Preparation is the most important part. A properly listed house shouldn’t be on the market for more than a week or two. There are buyers who know exactly what they want and have been waiting, so when your listing pops up with the right specs, they’re ready.
1. Set the right price the first time.
Have the house appraised, maybe twice. Most people price way too high thinking they can do all those price drops, which just raises time on the market and makes the seller look stubborn. Pick a reasonably fair price and just negotiate on the terms (closing costs, which items stay, how much deposit). Real money is always worth more than imaginary money.
2. Have a professional do the painting, or at the very least, use painter’s tape.
There are an insane amount of houses that scream “OMG I have to sell my house so I’m painting all the walls neutral and I’ll save money by doing it myself.” They look good in the pictures but when you go to see the house, the paint is horrible and would have to be re-done anyway. And it makes you wonder what else the seller slacked on.

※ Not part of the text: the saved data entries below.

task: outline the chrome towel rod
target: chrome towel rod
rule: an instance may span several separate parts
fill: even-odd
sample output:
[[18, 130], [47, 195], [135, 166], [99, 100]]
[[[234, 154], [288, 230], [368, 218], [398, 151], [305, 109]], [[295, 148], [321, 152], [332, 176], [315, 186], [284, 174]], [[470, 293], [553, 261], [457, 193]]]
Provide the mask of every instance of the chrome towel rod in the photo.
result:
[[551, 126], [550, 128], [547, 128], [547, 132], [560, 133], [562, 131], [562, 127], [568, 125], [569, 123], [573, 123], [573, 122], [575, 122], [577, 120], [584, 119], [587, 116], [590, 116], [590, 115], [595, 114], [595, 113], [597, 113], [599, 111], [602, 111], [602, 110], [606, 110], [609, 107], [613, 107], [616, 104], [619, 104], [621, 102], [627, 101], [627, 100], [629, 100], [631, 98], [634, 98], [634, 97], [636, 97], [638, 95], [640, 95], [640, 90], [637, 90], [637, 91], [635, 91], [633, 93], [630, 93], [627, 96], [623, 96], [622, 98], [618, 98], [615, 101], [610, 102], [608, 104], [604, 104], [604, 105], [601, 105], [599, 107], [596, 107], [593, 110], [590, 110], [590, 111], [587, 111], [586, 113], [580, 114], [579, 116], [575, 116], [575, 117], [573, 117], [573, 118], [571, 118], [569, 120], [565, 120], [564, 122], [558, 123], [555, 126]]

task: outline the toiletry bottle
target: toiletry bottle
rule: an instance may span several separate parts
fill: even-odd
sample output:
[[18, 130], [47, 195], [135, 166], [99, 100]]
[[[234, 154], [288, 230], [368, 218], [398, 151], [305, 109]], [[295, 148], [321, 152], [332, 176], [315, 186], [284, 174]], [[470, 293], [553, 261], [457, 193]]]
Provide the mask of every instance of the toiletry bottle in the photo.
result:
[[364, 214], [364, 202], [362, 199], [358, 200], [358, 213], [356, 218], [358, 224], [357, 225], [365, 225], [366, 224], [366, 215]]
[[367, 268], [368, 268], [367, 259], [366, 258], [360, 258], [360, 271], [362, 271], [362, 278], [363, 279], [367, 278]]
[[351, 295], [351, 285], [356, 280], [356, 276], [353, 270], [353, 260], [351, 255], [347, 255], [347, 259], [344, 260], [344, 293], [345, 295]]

3. Functional updates, not cosmetic.
When people choose cosmetic updates for other people and not for themselves, price is the main consideration, and it shows. You can’t predict someone else’s tastes anyway. Set a fair price and let them update it if they so choose. You’ll never make back your full investment on a cosmetic update anyway.
(Not deal breakers, but they help)
4. Take pictures that show the flow of the house, so people get an idea of the layout and not just a lot of separate rooms. 25 pictures should be the minimum.
5. Write a solid detailed description without the cliches. None of that “Prepare to be moved… into your new home!” “This house won’t last!” and so on. Someone looking through a lot of listings doesn’t want to read that a hundred times.
6. Hiring a cleaning crew to detail clean. I’ve seen dirty window blinds ruin a sale.
7. Remove anything that screams uniquely “you.” People want to imagine themselves in their new home, not yours, especially “shrine” rooms with religious items or hunting trophies. It happens more than you think.